Going to the next level
That sentiment seems in tune with the next step for Loadsmart as described by Salgado, which involves fully leveraging the benefits of what he calls “network layering”. No carrier uses the same routes, but by collecting up and processing data on logistical movements from multiple companies, it is possible to make collective gains.

ricardo_headshot-1

“Currently no motor carrier has visibility on more than 1% of the total class-8 trucks out there, but if you’re able to aggregate all this data and overlay these networks then you can rebalance [the overall] network and it becomes more efficient for absolutely everybody,” explains Salgado.

He says this will be particularly useful given the significant fragmentation of the logistics industry referred to earlier. “On the motor carrier side it’s exceptionally fragmented – 90% have six trucks or less,” he adds.

He has identified the benefits for shippers as improved pricing, capacity and reliability, while carriers are able to keep their trucks running, reduce empty trailer time and gain better loads at optimal times. Implementing such a system is not without difficulty, however.

“The biggest challenge, once again, is a data aggregation problem: that not everybody is sharing all that data.” Some companies, he says, do not feel comfortable about sharing their data, while large organisations may have too many structural layers to provide what is needed. “But once you do [share], you get these network effects.”

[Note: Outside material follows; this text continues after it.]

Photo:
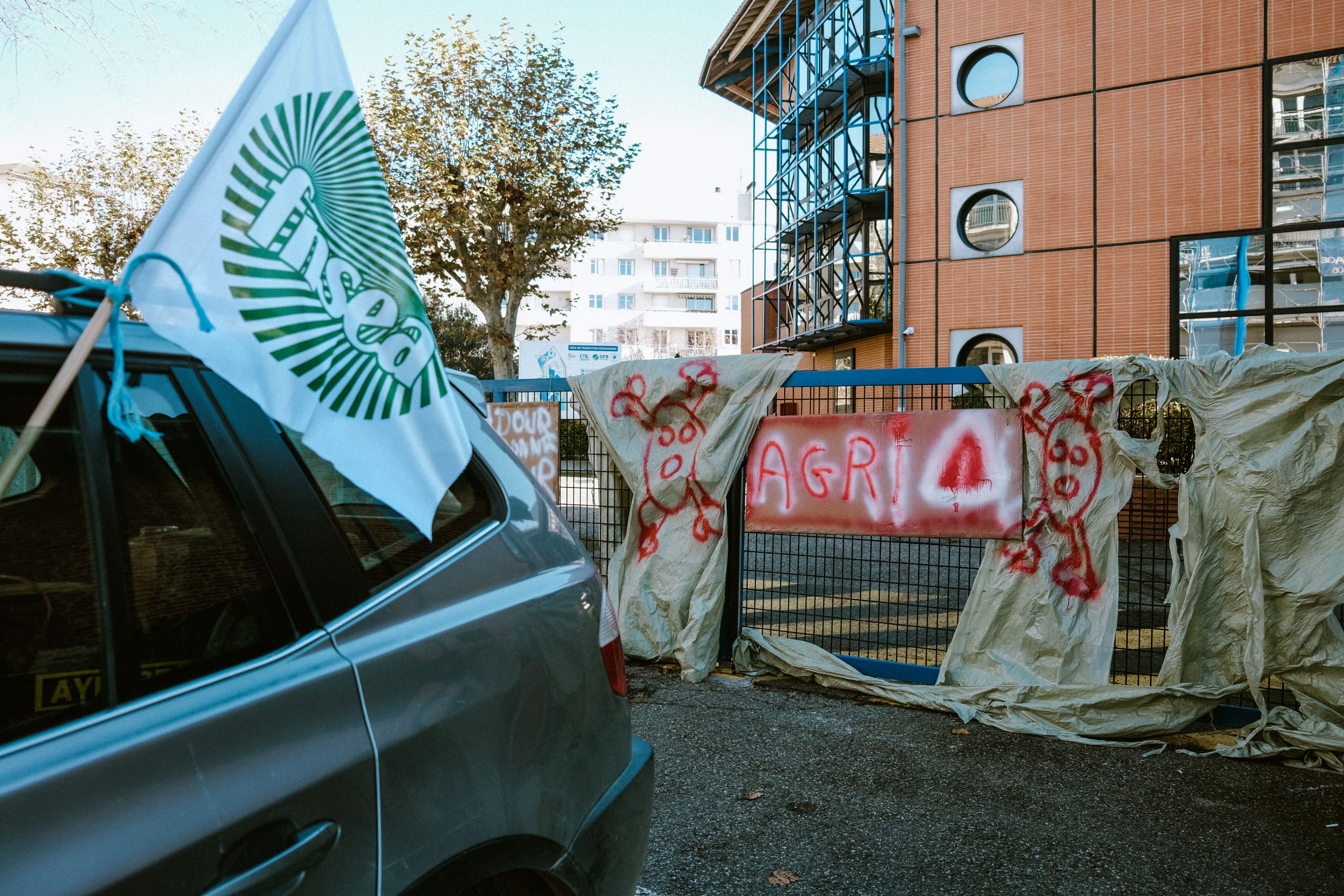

 Salgado seems confident that this is something which will be achieved in the near future, considering that the sharing of data and assets is becoming culturally more normal, manifested in platforms such as Airbnb.

“Sharing of data [to this extent] is something that we haven’t seen five, even three years ago. People are starting to be more open to sharing data as they see more benefits,” he says. On the Loadsmart platform there are numerous shippers now that would previously never have shared their data, he argues, but have done so because they see the advantages.

Asked how Loadsmart can make sure to protect such data, Salgado emphasises the importance the company places on data security and points to a range of mechanisms already in place: a large contingent of engineers within its workforce, encryption, strict control over siloes of data, and stringent terms and conditions. According to Salgado, any slip up would be considered “as bad as somebody saying ‘We breached Google’”.

“It takes a lot of time to build a reputation and a second to lose it,” he notes – or, as long as it takes to complete a one-click booking. The success of Loadsmart’s project with DTNA has attracted attention from other vehicle-makers, and the company will be keen to build on its early progress. With the news at the end of last year that Maersk has now invested in the company as part of almost $22m worth of series A funding, Loadsmart looks set to do so.